La gran huida de Antonio Troitiño

Este miércoles se cumple una semana de la huida del etarra Antonio Troitiño, uno de los más sanguinarios asesinos de la banda terrorista, sobre el que pesa una orden internacional de búsqueda y captura para que cumpla, según decisión de la Audiencia Nacional y, de acuerdo con la doctrina del Supremo sobre el caso de Henri Parot, los seis años que le quedan de “cadena perpetua”.

Troitiño fue condenado a dos mil quinientos años de prisión por veintidós asesinatos, entre ellos los de doce guardias civiles que se dirigían en autobús al Parque de Automovilismo en la calle Príncipe de Vergara de la capital española, en un atentado llevado a cabo por el “Comando Madrid”, del que formaba parte en 1986, cuatro años después de haber ingresado en la organización armada.

Fue una de las acciones más violentas de ETA, y el comienzo de una notable escalada que siguió con la masacre de Hipercor en Barcelona y que convirtió al comando Madrid, del que también formaba parte Iñaki de Juana Chaos, en una obsesión para la policía y para el gobierno de Felipe González.

La posición de la sección tercera de la Audiencia poniendo en libertad a Troitiño, basándose en que al ser juzgado por el Código Penal antiguo no se veía afectado por la doctrina Parot , recurrida, además, en el Tribunal Constitucional, ha provocado un auténtico escándalo político y judicial que ha aprovechado el Partido Popular para radicalizar su discurso y poner al Gobierno contra las cuerdas, sobre todo cuando hace una semana se supo que Troitiño había huido, entre otras razones porque no se habían tomado las medidas de vigilancia para tenerlo permanentemente controlado.

Aunque esas medidas de vigilancia, una vez puesto en libertad, eran ilegales, no cabe ninguna duda que los servicios de información de la Guardia Civil y del Centro Nacional de Inteligencia (CNI) que tienen el control de los movimientos de la mayoría de los etarras que están en el Sur de Francia, deberían haber activado sus mecanismos para impedir una huida que, en cierto modo, era evidente.

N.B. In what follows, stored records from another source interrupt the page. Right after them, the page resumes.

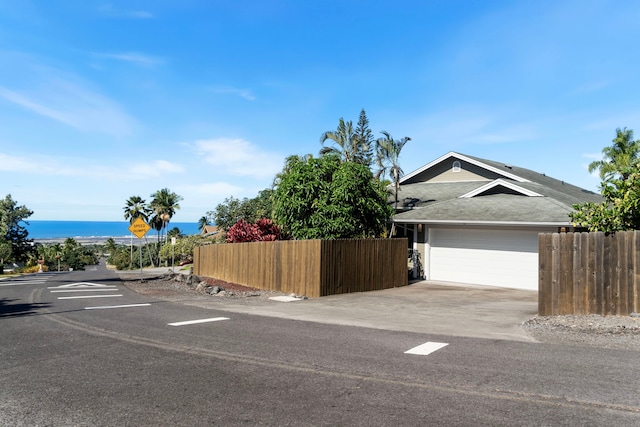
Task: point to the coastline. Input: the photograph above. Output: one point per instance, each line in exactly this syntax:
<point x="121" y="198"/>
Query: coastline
<point x="83" y="240"/>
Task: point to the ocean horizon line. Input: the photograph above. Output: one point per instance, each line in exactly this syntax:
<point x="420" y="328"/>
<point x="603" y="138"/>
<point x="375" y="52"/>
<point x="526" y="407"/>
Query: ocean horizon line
<point x="93" y="230"/>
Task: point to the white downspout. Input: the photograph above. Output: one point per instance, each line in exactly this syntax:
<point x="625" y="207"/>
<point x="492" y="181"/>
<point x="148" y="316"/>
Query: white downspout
<point x="427" y="254"/>
<point x="415" y="251"/>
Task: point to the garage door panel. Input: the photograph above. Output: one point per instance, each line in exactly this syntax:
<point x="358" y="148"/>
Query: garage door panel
<point x="487" y="257"/>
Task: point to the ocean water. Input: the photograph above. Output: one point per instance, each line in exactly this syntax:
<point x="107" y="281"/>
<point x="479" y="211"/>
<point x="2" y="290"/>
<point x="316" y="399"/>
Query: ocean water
<point x="40" y="230"/>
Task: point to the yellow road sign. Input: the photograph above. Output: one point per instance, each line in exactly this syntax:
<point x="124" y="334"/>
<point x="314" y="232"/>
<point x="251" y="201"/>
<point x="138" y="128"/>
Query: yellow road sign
<point x="139" y="228"/>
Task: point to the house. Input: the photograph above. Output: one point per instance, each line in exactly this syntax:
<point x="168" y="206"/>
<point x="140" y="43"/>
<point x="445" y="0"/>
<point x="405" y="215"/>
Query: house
<point x="477" y="221"/>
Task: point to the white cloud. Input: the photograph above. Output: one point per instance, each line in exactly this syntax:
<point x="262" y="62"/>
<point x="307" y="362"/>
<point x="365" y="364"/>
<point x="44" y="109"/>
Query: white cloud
<point x="238" y="157"/>
<point x="107" y="9"/>
<point x="215" y="190"/>
<point x="243" y="93"/>
<point x="155" y="169"/>
<point x="471" y="126"/>
<point x="72" y="104"/>
<point x="135" y="58"/>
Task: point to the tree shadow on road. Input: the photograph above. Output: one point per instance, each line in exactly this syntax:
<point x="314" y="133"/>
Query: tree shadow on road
<point x="7" y="309"/>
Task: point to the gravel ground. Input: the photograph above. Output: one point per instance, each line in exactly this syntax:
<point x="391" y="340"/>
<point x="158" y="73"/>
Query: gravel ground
<point x="178" y="287"/>
<point x="619" y="332"/>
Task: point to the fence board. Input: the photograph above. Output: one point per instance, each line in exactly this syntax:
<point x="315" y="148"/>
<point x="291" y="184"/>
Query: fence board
<point x="589" y="273"/>
<point x="308" y="267"/>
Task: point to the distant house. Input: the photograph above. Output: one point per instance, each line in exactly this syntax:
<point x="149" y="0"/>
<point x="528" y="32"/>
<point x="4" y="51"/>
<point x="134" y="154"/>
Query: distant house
<point x="209" y="231"/>
<point x="477" y="221"/>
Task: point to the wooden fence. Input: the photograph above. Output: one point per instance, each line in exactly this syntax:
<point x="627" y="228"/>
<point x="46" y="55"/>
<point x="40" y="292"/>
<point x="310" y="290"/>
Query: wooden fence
<point x="307" y="267"/>
<point x="589" y="273"/>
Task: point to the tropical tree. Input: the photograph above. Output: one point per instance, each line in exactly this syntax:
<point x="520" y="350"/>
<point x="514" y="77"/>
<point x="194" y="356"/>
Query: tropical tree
<point x="12" y="231"/>
<point x="136" y="208"/>
<point x="327" y="198"/>
<point x="174" y="232"/>
<point x="227" y="213"/>
<point x="203" y="222"/>
<point x="365" y="137"/>
<point x="387" y="158"/>
<point x="164" y="204"/>
<point x="619" y="157"/>
<point x="346" y="143"/>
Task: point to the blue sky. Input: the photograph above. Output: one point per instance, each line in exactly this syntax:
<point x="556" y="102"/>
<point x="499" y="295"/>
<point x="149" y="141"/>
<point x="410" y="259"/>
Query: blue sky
<point x="103" y="100"/>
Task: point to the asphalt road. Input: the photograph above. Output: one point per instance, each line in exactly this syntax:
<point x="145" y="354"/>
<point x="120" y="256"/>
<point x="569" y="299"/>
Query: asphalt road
<point x="80" y="349"/>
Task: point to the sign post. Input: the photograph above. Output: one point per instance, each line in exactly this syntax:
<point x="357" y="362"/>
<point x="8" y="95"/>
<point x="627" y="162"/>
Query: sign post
<point x="173" y="245"/>
<point x="139" y="228"/>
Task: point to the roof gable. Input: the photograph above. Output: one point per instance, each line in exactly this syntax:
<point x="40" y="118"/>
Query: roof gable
<point x="501" y="186"/>
<point x="443" y="169"/>
<point x="486" y="191"/>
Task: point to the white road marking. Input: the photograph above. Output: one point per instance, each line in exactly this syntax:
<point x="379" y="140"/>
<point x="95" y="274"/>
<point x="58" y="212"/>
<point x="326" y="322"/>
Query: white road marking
<point x="23" y="282"/>
<point x="83" y="290"/>
<point x="426" y="348"/>
<point x="285" y="298"/>
<point x="116" y="306"/>
<point x="90" y="296"/>
<point x="193" y="322"/>
<point x="82" y="285"/>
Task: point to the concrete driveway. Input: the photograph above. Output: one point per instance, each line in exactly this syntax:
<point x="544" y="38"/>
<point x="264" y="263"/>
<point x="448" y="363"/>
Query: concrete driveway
<point x="426" y="307"/>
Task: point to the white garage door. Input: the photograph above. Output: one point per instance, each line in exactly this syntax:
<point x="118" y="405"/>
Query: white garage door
<point x="485" y="257"/>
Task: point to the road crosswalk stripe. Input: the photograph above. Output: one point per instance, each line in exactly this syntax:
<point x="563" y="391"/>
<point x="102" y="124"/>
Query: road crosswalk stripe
<point x="90" y="296"/>
<point x="103" y="307"/>
<point x="426" y="348"/>
<point x="193" y="322"/>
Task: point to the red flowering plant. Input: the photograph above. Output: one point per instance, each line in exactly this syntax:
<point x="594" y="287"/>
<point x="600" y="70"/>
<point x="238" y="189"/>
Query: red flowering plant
<point x="264" y="230"/>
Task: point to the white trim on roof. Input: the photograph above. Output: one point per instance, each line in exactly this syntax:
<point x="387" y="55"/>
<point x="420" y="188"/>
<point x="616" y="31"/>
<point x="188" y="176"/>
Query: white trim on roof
<point x="466" y="159"/>
<point x="500" y="183"/>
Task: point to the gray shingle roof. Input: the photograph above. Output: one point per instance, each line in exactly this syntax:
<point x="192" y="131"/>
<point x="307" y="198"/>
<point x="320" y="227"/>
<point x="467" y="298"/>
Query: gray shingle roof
<point x="441" y="201"/>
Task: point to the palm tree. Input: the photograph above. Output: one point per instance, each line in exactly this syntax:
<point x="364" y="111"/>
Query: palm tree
<point x="202" y="223"/>
<point x="387" y="157"/>
<point x="346" y="143"/>
<point x="165" y="203"/>
<point x="623" y="154"/>
<point x="136" y="208"/>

Probablemente, esa vigilancia era ilegal, pero todo el mundo sabe que los servicios de inteligencia tienen la obligación de moverse en un terreno que a veces está reñido con la estricta legalidad y que es ese el juego que tiene que desarrollar, aunque si se demuestra algún tipo de ilegalidad tendrán que asumir sus responsabilidades como le ocurrió el desaparecido CESID cuando se demostró, como era su obligación, que estaba vigilando a Batasuna, cuando ese partido era legal.

La huida de Troitiño, como en su día la de Josu Ternera con Mariano Rajoy de ministro del Interior, en plena precampaña para las elecciones municipales y autonómicas de mayo, ha servido al Partido Popular para acosar al Gobierno y para poner en duda que, a pesar de todas las declaraciones oficiales y actuaciones policiales en contra de ETA, que no esté negociando con la banda.

Es la tesis que viene manteniendo el sector más duro del Partido Popular, que encabezan los ex ministros del Interior, Jaime Mayor Oreja y Ángel Acebes.

El propio Mayor que viene insistiendo en que nunca se ha dejado de negociar y que el Gobierno ha estado al tanto de todas las maniobras de Batasuna para participar en las elecciones de mayo, ha dado un paso más y ha insinuado que la libertad de Troitiño estaba en el guión.

En declaraciones a varios medios Mayor Oreja ha insistido en que la libertad de Troitiño “no es casual”, sino un gesto necesario para la negociación que según él sigue manteniendo el Gobierno con la banda.

Su conclusión es que “la banda quiere ayudar al PSOE en las elecciones generales y más si el candidato es Rubalcaba”.